Las Vegas Sun

April 23, 2024

As Tebow begins quest to play for Mets, fans follow

Tim Tebow

Scott McIntyre / The New York Times

Tim Tebow is swarmed by reporters as he greets fans after his first day of practice for the New York Mets’ instructional league in Port St. Lucie, Fla., Sept. 19, 2016.

PORT ST. LUCIE, Fla. — A helicopter circled overhead. Below, about 400 fans and more than 70 members of the news media gathered at the New York Mets’ year-round training complex. They were all there — on the ground, in the air — to watch Tim Tebow play catch.

The most famous minor league baseball player since, perhaps, Michael Jordan arrived at the Mets’ minor league facility Monday for his first workout in a Florida instructional league camp. Fans cheered and chanted his name, dozens of photographers took thousands of pictures, and national sports network correspondents issued live reports as if this were a postseason game in October.

None of this was particularly surprising. Still, it was different.

Normally, the first day of an instructional league camp in September is watched by parents of one or two players and is accompanied by a completely different sound.

“Crickets,” said Paul Taglieri, the executive director of the Mets’ minor league facilities and the person who has overseen the instructional league here for almost two decades.
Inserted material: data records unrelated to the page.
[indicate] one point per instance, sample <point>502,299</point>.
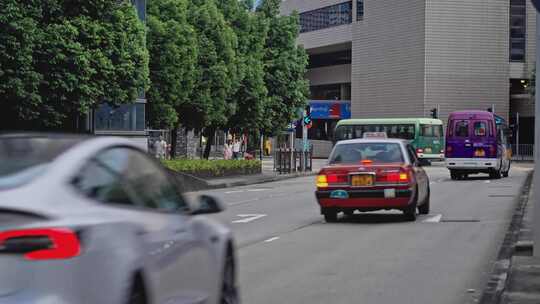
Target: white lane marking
<point>235,191</point>
<point>434,219</point>
<point>272,239</point>
<point>246,218</point>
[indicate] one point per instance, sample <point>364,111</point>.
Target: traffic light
<point>434,113</point>
<point>307,117</point>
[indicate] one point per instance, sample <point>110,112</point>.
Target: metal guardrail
<point>287,161</point>
<point>523,152</point>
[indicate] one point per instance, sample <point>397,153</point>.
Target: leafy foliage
<point>59,58</point>
<point>285,66</point>
<point>173,47</point>
<point>213,168</point>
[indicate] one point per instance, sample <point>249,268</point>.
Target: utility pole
<point>536,185</point>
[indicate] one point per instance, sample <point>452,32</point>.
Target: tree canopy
<point>58,59</point>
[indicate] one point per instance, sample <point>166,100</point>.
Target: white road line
<point>257,190</point>
<point>433,219</point>
<point>246,218</point>
<point>272,239</point>
<point>235,191</point>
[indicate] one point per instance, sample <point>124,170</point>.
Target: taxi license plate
<point>362,180</point>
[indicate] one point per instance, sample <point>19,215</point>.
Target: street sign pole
<point>536,185</point>
<point>304,143</point>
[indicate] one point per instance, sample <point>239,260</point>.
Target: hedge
<point>214,168</point>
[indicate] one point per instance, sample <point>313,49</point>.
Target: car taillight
<point>493,150</point>
<point>322,181</point>
<point>41,244</point>
<point>449,151</point>
<point>327,179</point>
<point>393,177</point>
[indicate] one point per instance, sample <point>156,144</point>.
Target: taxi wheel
<point>330,216</point>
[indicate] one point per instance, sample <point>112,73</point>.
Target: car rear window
<point>480,128</point>
<point>461,128</point>
<point>357,152</point>
<point>24,158</point>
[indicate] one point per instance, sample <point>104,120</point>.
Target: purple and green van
<point>476,143</point>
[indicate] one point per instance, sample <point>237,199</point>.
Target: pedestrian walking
<point>227,150</point>
<point>236,149</point>
<point>160,148</point>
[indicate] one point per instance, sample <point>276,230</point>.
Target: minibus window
<point>462,128</point>
<point>480,128</point>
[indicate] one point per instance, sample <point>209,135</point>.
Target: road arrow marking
<point>434,219</point>
<point>246,218</point>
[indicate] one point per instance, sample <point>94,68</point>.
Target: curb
<point>496,285</point>
<point>259,181</point>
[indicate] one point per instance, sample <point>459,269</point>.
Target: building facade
<point>394,58</point>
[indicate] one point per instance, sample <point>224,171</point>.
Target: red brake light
<point>393,177</point>
<point>41,244</point>
<point>336,178</point>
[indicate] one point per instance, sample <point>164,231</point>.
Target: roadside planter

But like so much else in Tebow’s life as an athlete and ongoing celebrity, Monday became a spectacle, one that also included gee-whiz humility from Tebow and some earnest hard work.

“I felt like such a kid,” Tebow said afterward, beaming, as he spoke with reporters. “Totally felt like a kid.”
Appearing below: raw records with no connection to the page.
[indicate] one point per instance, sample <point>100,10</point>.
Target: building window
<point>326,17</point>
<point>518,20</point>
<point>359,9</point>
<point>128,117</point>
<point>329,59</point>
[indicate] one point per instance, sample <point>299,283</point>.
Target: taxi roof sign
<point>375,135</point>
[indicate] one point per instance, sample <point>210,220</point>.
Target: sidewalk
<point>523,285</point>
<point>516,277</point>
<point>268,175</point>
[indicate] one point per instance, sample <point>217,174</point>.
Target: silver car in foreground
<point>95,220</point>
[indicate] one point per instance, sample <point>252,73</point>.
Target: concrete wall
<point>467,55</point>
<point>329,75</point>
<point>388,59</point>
A former below-average professional football player who has not played organized baseball since he was a junior in high school, Tebow, who turned 29 in August, took the field with 57 other aspiring players in the Mets organization who are much younger.

Tebow played catch, took batting practice, participated in baserunning and fielding drills and later spoke extensively about following what he termed his lifelong passion to play baseball.

“It was definitely a dream of mine as a kid, ever since I was young,” he said, “and to be honest with you, I thought that I was probably going to play baseball for the majority of my life.”

At this point in his life, Tebow is famous, to some extent, for being famous. However, Florida is also the state where he won the Heisman Trophy and led the University of Florida to two national football championships.

Which makes him even more famous here than elsewhere.

On Monday, the fans in the back fields of the complex cheered when he performed the simplest running drills, and they chanted, “Tee-bow, Tee-bow” when he walked past them. With every step he took, more than a dozen television cameras were pointed in his direction.

Not even Mike Piazza, at the height of his fame with the Mets, drew this kind of attention.

“I am humbled by the fans and the support from the fans, because it gives you a platform,” Tebow said after his work was over for the day. “It gives you an opportunity to walk into a hospital and make a kid smile.”

When Tebow arrived at the complex Monday, he found a Mets jersey hanging in his locker bearing the same No. 15 that he wore on the football field — at Florida and with the Denver Broncos and the New York Jets in the NFL.

In an age of hyper-marketing, it was not surprising, either, that Tebow’s Mets shirt was a hot seller on the Mets’ online store even before he finished his workout.

Minor league players do not usually have their jerseys on the market, but Tebow’s representatives, Major League Baseball’s licensing arm and the Majestic company, which manufactures the shirts, worked out a special agreement, according to Ed Price, a spokesman for Tebow’s agent, Brodie Van Wagenen.

“I think it’s cool,” Tebow said, almost sheepishly.

Tebow said that he was humbled by all the attention he was getting for trying to switch sports and denied that his attempt to play baseball was a publicity stunt. His goal, he said, is to make it to the major leagues.

He has work to do. He has some natural power at the plate, but he has yet to face live pitching in a game above the high school level. Defensively, he looks at times like a quarterback trying to play the outfield. Then again, sometimes he used to look like a baseball player trying to play football.

At one point on Monday, while still warming up with another player at a distance of about 15 yards, he threw the ball clear over that player’s head — and a four-foot chain-link fence.

During batting practice, Tebow hit several balls off the fence in center field, but also hit some harmless grounders to second base and a few pop-ups into the netting of the cage. It was too small a sample size for it to mean anything, but Tebow is battling the skepticism of many baseball people, who doubt he will make it to the top level of the minor leagues, let alone the majors.

“I’m not doing it for them,” Tebow said. “I’m doing it to pursue what’s in my heart.”

In the NFL, Tebow’s last stop as a quarterback was with the New England Patriots, who invited him to their training camp in 2013 but cut him. That ended his football career, other than as a college analyst for the SEC Network, a commitment he intends to continue this fall.

On Monday, he was asked if he would consider a return to football if a team like the Patriots — whose temporary starting quarterback, Jimmy Garoppolo, was injured on Sunday — reached out to him.

“No, sir,” he replied politely. “I am part of the Mets’ family.”